C'est tout ça, c'est aussi les réseaux complotistes, des réseaux sur internet. Bien sûr que c'est de la désinformation, c'est un manque d'information sexuelle. Cette bataille de l'information, elle est absolument essentielle, parce que ces maladies font partie de l'amour, mais on manque visiblement d'informations. Les chiffres que vous donnez, montrent un recul de la connaissance dans la jeunesse, et sont particulièrement préoccupants.
On ne se rend plus compte peut-être que le sida est toujours là. On s'est habitué à en entendre parler tous les ans, au moment du Sidaction. C'est pour ça ?
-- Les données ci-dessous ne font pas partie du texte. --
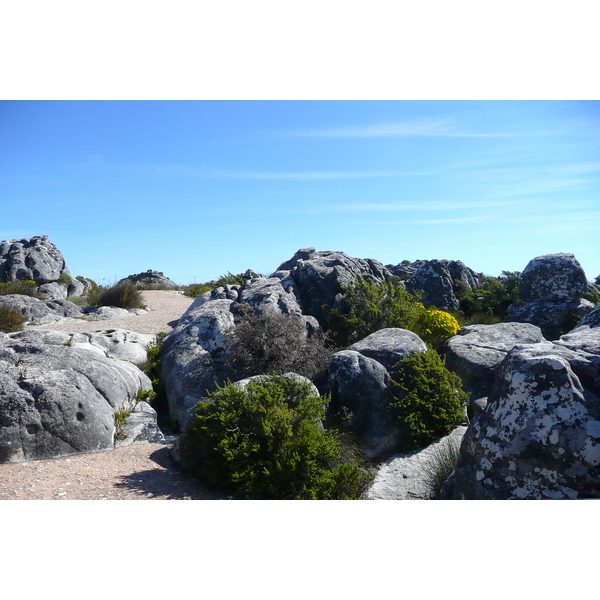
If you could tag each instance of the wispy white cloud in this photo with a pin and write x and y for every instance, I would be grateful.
(410, 128)
(201, 172)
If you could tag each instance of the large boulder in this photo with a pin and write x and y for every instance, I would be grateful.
(477, 350)
(36, 259)
(321, 276)
(436, 282)
(57, 400)
(360, 400)
(551, 292)
(151, 280)
(390, 345)
(539, 436)
(553, 278)
(41, 312)
(195, 356)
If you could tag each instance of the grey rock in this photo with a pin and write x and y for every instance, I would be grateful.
(553, 278)
(34, 258)
(151, 279)
(195, 356)
(57, 400)
(41, 312)
(53, 291)
(477, 350)
(405, 476)
(360, 397)
(549, 315)
(434, 281)
(390, 345)
(140, 427)
(539, 436)
(321, 276)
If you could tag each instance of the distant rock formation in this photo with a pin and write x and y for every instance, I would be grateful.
(551, 291)
(36, 259)
(151, 279)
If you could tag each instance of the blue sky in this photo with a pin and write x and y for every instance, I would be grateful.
(199, 188)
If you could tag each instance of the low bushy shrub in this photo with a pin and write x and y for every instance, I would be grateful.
(24, 288)
(428, 399)
(273, 343)
(369, 307)
(123, 295)
(10, 319)
(266, 442)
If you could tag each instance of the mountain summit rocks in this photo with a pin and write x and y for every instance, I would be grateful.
(36, 259)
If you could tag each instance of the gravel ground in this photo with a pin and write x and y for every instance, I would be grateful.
(137, 472)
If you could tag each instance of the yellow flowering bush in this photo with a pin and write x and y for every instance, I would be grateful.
(436, 326)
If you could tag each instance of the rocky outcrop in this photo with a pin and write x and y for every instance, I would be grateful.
(435, 282)
(195, 356)
(320, 277)
(551, 291)
(390, 345)
(359, 380)
(41, 312)
(477, 350)
(58, 399)
(539, 436)
(36, 259)
(151, 280)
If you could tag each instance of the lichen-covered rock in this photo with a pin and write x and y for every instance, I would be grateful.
(477, 350)
(388, 346)
(553, 278)
(360, 399)
(151, 279)
(321, 276)
(36, 259)
(539, 436)
(195, 356)
(435, 280)
(57, 400)
(41, 312)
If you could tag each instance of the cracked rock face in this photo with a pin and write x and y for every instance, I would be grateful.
(553, 278)
(57, 399)
(34, 258)
(539, 436)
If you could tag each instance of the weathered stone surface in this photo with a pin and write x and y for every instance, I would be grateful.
(405, 476)
(539, 436)
(151, 279)
(477, 350)
(57, 400)
(549, 315)
(41, 312)
(553, 278)
(53, 291)
(194, 356)
(390, 345)
(320, 277)
(360, 397)
(140, 427)
(34, 258)
(434, 280)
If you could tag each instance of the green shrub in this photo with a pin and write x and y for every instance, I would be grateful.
(24, 288)
(428, 399)
(435, 326)
(274, 343)
(494, 296)
(10, 320)
(123, 295)
(369, 307)
(266, 442)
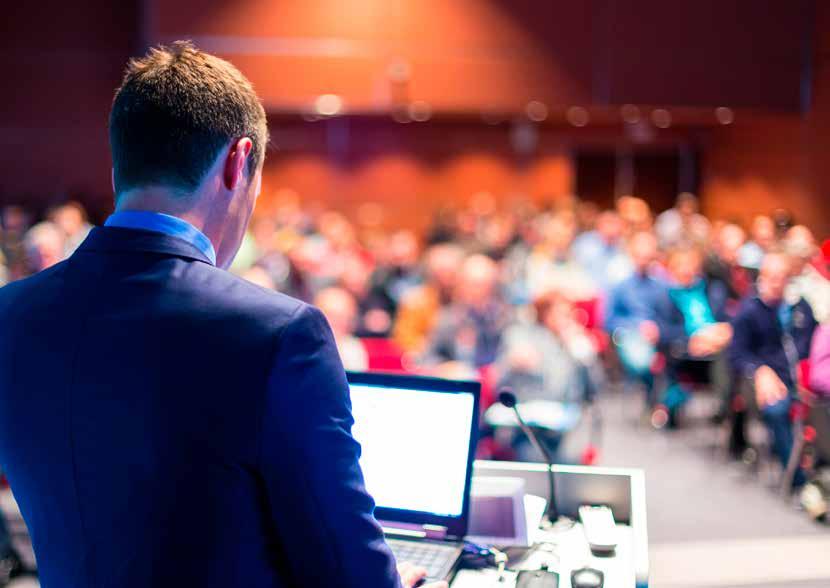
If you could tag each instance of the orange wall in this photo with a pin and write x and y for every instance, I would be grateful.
(773, 161)
(471, 55)
(411, 172)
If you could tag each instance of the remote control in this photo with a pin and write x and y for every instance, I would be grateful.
(600, 528)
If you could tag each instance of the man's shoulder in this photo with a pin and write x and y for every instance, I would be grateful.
(26, 290)
(223, 290)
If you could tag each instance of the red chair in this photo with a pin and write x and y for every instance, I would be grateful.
(384, 355)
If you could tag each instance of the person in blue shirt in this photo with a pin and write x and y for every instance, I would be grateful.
(601, 253)
(700, 331)
(772, 335)
(638, 313)
(196, 428)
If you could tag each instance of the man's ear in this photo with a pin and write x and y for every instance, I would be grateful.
(234, 171)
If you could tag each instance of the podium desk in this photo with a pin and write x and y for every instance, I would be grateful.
(623, 490)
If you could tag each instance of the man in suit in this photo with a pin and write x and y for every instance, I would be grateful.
(196, 429)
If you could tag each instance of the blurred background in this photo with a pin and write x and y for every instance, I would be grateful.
(579, 200)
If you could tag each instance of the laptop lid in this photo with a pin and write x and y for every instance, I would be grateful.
(418, 437)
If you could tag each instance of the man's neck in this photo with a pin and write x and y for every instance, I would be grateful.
(163, 201)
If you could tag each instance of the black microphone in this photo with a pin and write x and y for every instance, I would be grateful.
(508, 399)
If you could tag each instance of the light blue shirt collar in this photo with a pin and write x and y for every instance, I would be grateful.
(166, 224)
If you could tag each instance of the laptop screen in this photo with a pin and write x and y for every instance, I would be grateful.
(416, 443)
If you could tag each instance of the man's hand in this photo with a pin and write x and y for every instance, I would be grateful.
(411, 575)
(710, 340)
(769, 388)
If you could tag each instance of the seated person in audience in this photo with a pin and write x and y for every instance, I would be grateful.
(820, 362)
(340, 309)
(398, 271)
(636, 214)
(44, 246)
(545, 361)
(418, 309)
(469, 330)
(536, 360)
(374, 307)
(699, 330)
(722, 266)
(601, 251)
(808, 281)
(71, 219)
(762, 235)
(771, 336)
(682, 224)
(638, 312)
(551, 265)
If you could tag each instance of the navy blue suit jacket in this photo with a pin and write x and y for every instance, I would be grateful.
(164, 423)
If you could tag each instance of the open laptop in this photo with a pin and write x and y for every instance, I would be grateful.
(418, 437)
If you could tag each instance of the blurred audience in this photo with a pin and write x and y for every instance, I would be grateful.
(469, 329)
(44, 245)
(762, 238)
(682, 224)
(638, 315)
(771, 336)
(529, 296)
(820, 362)
(340, 309)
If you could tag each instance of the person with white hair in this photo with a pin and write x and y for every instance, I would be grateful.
(44, 246)
(771, 336)
(469, 330)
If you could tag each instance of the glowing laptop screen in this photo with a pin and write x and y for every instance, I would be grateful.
(415, 445)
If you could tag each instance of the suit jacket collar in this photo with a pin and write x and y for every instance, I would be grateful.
(116, 239)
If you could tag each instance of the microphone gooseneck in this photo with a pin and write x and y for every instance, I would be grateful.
(508, 398)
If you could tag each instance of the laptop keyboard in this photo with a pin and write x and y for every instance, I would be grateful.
(437, 558)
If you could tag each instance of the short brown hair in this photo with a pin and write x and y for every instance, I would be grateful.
(176, 108)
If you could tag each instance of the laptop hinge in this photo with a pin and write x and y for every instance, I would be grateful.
(412, 531)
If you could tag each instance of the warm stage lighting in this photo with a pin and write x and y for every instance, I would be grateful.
(578, 116)
(420, 111)
(536, 111)
(630, 114)
(328, 104)
(725, 116)
(661, 118)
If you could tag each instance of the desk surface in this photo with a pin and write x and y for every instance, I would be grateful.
(563, 552)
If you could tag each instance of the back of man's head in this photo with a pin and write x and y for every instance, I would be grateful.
(175, 110)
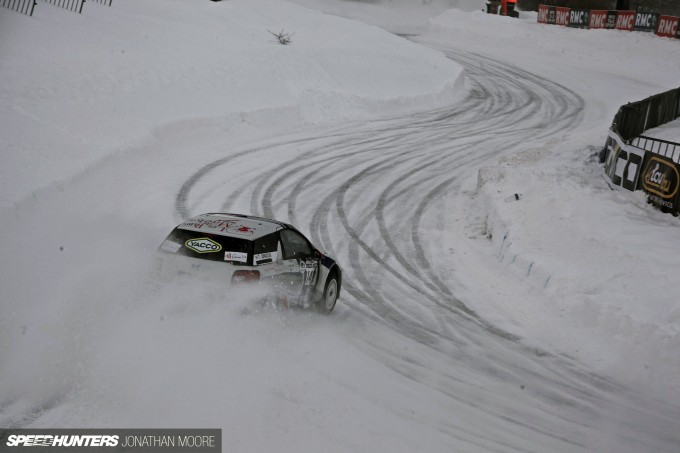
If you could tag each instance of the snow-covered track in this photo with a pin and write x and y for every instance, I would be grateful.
(371, 192)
Un, on s'est habitué, deux, reconnaissons qu'on a vécu la crise du Covid qui était d'une autre ampleur en nombre. Faut se rappeler qu'on a été 5 milliards à être enfermés chez nous pendant plusieurs mois. Donc, c'est un bouleversement dans l'histoire humaine. Et puis finalement, à la fin, il y a eu 7 à 10 millions de morts avec le Covid, alors qu'on est à une peu plus de 36 millions de morts avec le sida. Toutes ces pandémies sont liées à la mondialisation, sont liées au fait qu'on voyage, on prend le train, l'avion, et les maladies se déplacent sur la planète. On a des aventures amoureuses aux quatre coins de la planète, etc.
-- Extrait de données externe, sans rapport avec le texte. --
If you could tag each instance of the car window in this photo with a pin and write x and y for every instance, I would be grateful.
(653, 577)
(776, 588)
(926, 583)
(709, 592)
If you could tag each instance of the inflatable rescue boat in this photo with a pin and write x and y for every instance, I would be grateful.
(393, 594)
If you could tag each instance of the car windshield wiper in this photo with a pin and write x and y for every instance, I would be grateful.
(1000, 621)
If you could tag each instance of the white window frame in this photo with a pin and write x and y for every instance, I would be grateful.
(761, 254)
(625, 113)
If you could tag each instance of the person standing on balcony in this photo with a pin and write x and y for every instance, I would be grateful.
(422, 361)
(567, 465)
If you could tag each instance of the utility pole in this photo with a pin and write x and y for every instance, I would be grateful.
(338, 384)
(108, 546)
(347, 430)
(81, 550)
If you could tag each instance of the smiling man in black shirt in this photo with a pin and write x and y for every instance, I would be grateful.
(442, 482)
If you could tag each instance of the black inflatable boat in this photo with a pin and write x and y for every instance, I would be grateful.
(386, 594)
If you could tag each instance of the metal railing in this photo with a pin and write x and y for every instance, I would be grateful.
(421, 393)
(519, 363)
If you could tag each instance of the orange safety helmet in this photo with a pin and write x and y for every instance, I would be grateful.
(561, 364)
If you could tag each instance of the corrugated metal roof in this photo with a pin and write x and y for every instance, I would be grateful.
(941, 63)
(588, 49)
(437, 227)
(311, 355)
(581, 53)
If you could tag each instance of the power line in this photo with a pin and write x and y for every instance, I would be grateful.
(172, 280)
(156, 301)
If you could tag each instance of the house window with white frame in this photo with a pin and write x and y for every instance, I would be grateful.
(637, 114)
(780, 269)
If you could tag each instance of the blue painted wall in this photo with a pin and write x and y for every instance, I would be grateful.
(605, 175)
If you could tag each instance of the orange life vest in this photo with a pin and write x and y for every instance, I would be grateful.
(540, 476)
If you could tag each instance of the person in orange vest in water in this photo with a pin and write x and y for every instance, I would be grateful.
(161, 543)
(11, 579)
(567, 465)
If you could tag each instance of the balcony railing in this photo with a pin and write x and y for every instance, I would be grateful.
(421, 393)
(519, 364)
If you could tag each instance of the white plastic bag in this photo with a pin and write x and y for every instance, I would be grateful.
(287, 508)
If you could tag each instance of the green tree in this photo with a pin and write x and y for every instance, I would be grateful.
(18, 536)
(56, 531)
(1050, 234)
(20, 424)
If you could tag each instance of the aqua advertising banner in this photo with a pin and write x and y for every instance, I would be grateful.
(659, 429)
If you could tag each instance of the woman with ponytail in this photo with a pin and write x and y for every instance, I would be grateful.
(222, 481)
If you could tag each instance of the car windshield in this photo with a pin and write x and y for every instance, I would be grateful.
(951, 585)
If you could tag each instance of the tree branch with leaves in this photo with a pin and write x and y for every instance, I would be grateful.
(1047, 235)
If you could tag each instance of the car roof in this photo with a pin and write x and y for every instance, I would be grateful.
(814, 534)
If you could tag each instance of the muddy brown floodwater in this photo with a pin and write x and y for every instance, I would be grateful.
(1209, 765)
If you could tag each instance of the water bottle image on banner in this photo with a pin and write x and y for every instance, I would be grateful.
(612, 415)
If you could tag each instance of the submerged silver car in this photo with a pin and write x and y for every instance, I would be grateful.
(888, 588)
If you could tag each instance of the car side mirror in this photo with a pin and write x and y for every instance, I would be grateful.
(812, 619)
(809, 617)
Et donc il faut dire que toutes ces pandémies sont liées à la mondialisation. Il y en aura d'autres, il faut s'en protéger, mais il ne faut pas oublier les anciennes pandémies, effectivement au profit des nouvelles. Malheureusement, ces pandémies ont tendance à s'ajouter les unes aux autres, et pas à se substituer les unes aux autres. Donc il faut dire à la jeunesse : ne croyez pas que le Covid a effacé le sida, ce sont plutôt des maladies parallèles.
Des traitements par trithérapie permettent aujourd'hui de rendre le virus indétectable, d'empêcher sa transmission, de vivre aussi avec le virus. Et l'existence même de ce traitement, est-ce que ça diminue un peu nos peurs face au sida en se disant on peut vivre avec après tout ?
Speaker 2: Oui, je pense qu'il faut le dire, et il faut dire que c'est génial. Moi qui aie connu des amis de ma génération qui sont morts du sida au début, si vous voulez, c'est un progrès absolument considérable. C'est la première chose qu'il faut dire. Mais il faut dire aussi peut-être que ça diminue les peurs. Peut-être qu'on a l'impression qu'il faut moins se protéger. Le sida est arrivé en pleine période post 68, Ça a cassé ce sentiment qu'il n'y avait pas de règles en matière sexuelle, que chacun faisait ce qu'il avait envie, qu'il n'y avait pas de danger. Et donc on est dans une période où la vie sexuelle a beaucoup changé. Les jeunes ont sans doute moins d'aventures aussi.
Mais il y a un lien entre les pratiques sociales qui sont peut-être plus restrictives qu'il y a 20 ou 30 ans, et ces maladies, c'est pour ça qu'il faut dire : vous faites peut-être moins l'amour, vous avez peut-être moins d'aventures, mais le sida est là, soyez extrêmement prudent.